Seven "must-see" sights to visit in the cool capital of England!
This is the Windsor family's London home. (The royal flag flies above it when when the queen or king is there). But royalty didn't always live there. Buckingham House was built by the Duke of Buckingham, bought by the king George III, and rebuilt as a palace by George IV. In 1837, Queen Victoria was the first British ruler to live in the revamped residence. Since 1993, paying visitors can look round the residence during the summer, when the Royal Family is away.
This 51-metre solid stone column in Trafalgar Square has got a statue of Admiral Horatio Nelson -Britain's most successful sea captain- on the top. Nelson died in the Battle of Trafalgar in 1805. Tourists love taking photos of the pigeons there, but there isn't a statue of a pigeon in the square! However, there are four awesome bronze lions which guard the base of Nelson's column.
Downing Street was built by George Downing, a 17th century property developer and MP. King George II gave number 10 -a fairly small house- to his Prime Minister Robert Walpole, and it's been the British PM's official London home since then. The Chancellor of the Exchequer (the British finance minister) usually lives in number 11, which is bigger. King George II had eight children himself, but he clearly didn't imagine a Prime Minister having teenage kids who need lots of space. In the 1990's, PM Tony Blair and his family swapped with the Chancellor, and moved into number 11. For security reasons, the street is closed to the public.

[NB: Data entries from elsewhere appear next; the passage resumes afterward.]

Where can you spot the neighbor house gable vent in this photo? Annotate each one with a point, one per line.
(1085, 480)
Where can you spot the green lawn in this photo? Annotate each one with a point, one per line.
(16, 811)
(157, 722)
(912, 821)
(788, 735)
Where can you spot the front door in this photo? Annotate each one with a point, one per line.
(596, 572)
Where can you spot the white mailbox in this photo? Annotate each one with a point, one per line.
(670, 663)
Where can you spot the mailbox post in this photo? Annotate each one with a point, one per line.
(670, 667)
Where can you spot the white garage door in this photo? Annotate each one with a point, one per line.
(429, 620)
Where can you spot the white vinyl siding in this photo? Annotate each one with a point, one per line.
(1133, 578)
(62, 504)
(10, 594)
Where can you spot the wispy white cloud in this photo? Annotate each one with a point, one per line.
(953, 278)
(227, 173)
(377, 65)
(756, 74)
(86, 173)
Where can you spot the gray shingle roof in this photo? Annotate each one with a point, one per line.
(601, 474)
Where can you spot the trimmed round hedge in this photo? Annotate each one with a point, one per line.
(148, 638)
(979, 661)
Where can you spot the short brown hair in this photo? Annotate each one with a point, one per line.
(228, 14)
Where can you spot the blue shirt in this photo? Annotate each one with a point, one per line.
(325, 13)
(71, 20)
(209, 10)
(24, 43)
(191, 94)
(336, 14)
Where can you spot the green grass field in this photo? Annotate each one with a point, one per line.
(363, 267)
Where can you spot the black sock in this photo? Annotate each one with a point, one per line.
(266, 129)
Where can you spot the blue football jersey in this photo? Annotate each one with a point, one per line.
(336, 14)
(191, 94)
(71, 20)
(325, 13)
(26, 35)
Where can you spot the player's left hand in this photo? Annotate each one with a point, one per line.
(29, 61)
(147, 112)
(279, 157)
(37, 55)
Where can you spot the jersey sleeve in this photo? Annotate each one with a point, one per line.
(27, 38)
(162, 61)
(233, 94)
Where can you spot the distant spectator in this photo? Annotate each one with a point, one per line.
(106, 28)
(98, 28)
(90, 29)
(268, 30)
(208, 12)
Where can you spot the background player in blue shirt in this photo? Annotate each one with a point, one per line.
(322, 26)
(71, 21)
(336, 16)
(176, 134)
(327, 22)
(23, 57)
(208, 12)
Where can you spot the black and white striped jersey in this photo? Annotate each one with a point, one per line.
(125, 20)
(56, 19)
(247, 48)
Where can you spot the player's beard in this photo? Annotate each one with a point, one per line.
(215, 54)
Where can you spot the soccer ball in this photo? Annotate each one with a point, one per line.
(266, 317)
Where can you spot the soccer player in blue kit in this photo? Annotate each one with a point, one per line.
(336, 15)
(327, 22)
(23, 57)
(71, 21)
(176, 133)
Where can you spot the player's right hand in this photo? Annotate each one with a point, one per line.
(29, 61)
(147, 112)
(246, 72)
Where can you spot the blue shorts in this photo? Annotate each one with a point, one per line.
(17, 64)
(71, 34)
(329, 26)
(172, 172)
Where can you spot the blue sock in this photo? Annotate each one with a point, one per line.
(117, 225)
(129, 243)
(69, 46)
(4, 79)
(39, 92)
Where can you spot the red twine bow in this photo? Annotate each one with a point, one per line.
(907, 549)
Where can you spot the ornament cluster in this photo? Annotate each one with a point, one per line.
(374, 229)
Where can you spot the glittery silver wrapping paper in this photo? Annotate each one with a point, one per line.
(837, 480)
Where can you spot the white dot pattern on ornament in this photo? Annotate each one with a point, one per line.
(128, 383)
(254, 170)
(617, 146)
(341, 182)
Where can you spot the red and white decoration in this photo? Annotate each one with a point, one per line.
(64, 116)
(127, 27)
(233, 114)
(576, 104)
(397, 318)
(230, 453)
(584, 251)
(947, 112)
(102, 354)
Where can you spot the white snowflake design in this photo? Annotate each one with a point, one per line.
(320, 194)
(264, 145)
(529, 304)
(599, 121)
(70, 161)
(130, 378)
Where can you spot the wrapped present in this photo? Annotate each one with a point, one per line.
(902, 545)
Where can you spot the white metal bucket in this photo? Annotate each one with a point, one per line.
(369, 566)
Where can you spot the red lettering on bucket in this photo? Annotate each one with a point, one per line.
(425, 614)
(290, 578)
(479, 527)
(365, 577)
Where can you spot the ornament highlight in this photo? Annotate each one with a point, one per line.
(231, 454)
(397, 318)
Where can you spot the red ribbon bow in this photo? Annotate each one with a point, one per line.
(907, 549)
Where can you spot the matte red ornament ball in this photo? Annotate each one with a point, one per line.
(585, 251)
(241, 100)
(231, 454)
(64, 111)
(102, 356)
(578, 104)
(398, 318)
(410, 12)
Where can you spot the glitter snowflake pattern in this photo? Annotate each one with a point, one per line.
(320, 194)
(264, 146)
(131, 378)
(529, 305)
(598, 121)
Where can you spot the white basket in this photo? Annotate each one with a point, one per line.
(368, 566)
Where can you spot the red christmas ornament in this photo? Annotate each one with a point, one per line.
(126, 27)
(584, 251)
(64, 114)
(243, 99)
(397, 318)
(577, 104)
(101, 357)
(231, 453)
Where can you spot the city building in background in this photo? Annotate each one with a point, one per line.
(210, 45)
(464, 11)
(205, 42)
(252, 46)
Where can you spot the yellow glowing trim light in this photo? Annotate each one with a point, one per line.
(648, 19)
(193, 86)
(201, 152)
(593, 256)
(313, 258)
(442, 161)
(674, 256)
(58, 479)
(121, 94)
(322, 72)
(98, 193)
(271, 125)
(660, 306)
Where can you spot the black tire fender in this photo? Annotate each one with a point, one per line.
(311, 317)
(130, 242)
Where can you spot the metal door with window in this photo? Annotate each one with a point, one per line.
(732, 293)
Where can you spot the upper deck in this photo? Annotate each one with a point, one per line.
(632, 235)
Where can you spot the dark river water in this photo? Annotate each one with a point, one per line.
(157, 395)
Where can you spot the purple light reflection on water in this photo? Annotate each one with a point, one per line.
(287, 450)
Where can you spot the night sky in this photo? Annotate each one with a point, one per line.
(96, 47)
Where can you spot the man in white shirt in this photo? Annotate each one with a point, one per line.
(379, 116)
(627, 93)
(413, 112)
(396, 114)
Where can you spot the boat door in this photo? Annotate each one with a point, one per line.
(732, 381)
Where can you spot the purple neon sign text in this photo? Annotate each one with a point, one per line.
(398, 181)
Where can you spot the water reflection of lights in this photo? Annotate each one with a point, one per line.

The clock tower is the most famous bit of the British Houses of Parliament. A light shines from the top when the House of Commons meets at night. The tower is known as Big Ben, but that's really the name of the bell inside it. Some believe it got its name from Sir Benjamin Hall; others that the bell may have been named after a contemporary heavyweight boxer called Benjamin Caunt. Big Ben isn't open to the public, but the bell is so loud no one would want to go in anyway!
St Paul's Cathedral
This cathedral -with its huge domed roof- was designed by Christopher Wren, probably Britain's most famous architect. There are 535 steps leading to the 85-metre-high Golden Gallery at the top of the dome, and some fab views of London can be seen after climbing them all.
This column has got a sculpture of flames on the top. It was paid for by the British Parliament and designed by Sir Christopher Wren to commemorate the Great Fire of London, which burnt most of the city to the ground in 1666. The Monument is 61 metres high. Why? Because 61 metres is the distance from the base of the column to the bakery in Pudding Lane where the Great Fire began! The Monument is the tallest free-standing stone column in the world and it can be climbed too. Making one's way up all the 311 steps inside it means getting good views from the top.
The Tower of London
This medieval castle has 2,500,000 visitors every year. King William I started building it, and different English rulers have added to it over the years. The Tower Guards, in their brightly-coloured Tudor uniforms, are called Beefeaters. The British Crown jewels are on display there.